Cameron decided not to repeat what else the policeman had told him. It didn’t bear thinking about.
“I’m afraid Nora Kenny has been found, Miss Prudence.”
CHAPTER 4
Nora Kenny’s body lay hidden in a bed of pine boughs within the gated enclosure of a small private park to which only the residents of nearby houses had keys. Less than half the size of Gramercy Park, it was a nod toward the landscape gardens of English country houses, but too small for statuary or a miniature lake.
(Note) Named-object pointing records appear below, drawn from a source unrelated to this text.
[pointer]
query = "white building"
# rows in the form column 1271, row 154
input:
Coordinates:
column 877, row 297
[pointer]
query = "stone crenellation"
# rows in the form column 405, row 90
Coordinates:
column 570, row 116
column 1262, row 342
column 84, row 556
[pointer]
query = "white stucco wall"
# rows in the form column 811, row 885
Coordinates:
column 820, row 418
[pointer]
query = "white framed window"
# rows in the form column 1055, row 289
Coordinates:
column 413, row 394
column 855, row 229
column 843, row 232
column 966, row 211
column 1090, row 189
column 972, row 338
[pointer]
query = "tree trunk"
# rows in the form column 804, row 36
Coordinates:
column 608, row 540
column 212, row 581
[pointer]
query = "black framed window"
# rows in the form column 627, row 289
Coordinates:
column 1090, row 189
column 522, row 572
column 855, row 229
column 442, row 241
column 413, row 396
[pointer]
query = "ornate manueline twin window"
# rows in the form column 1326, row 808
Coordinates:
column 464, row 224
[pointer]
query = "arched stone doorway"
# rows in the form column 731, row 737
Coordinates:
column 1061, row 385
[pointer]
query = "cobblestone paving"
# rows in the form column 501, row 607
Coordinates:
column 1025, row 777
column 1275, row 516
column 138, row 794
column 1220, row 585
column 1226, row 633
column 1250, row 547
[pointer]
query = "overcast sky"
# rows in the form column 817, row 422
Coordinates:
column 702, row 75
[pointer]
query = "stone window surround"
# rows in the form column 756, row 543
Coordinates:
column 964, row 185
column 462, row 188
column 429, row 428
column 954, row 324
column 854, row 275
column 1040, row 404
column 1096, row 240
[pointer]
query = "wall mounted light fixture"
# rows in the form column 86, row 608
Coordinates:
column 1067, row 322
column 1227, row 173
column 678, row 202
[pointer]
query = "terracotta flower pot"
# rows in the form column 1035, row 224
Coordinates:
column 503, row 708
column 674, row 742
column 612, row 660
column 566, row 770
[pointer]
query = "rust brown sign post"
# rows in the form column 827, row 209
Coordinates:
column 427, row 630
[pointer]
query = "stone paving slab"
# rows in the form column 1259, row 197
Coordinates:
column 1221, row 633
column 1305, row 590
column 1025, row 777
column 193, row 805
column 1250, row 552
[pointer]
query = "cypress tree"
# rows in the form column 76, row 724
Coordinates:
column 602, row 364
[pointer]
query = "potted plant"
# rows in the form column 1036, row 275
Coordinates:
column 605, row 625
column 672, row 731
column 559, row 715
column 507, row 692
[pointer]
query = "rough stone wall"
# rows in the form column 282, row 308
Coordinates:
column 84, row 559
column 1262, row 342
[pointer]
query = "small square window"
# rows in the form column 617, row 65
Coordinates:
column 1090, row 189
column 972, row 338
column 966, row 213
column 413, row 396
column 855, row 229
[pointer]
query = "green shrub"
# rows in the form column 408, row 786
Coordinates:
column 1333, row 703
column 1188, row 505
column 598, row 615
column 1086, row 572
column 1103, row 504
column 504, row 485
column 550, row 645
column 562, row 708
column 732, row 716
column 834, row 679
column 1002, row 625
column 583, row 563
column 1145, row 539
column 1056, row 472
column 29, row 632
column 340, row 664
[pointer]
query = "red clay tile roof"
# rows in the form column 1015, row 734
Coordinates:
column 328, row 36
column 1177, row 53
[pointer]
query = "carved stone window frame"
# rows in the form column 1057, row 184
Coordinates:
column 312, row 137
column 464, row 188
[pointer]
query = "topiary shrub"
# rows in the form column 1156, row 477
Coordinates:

A narrow path meandered through sculpted hollies toward one tall Japanese pine; strategically placed benches provided quiet retreats for tired nannies and aged dog walkers. It had never before been desecrated by violence or invaded by city policemen.
New York Metropolitan Police Detective Steven Phelan stood with hands in his pockets, hat brim pulled down low over his face. All he’d been after when he sent a beat cop to the MacKenzie mansion with the envelope found in the victim’s pocket was a quick identification. Instead an ex-Pinkerton and a society belle had come poking their noses into his case.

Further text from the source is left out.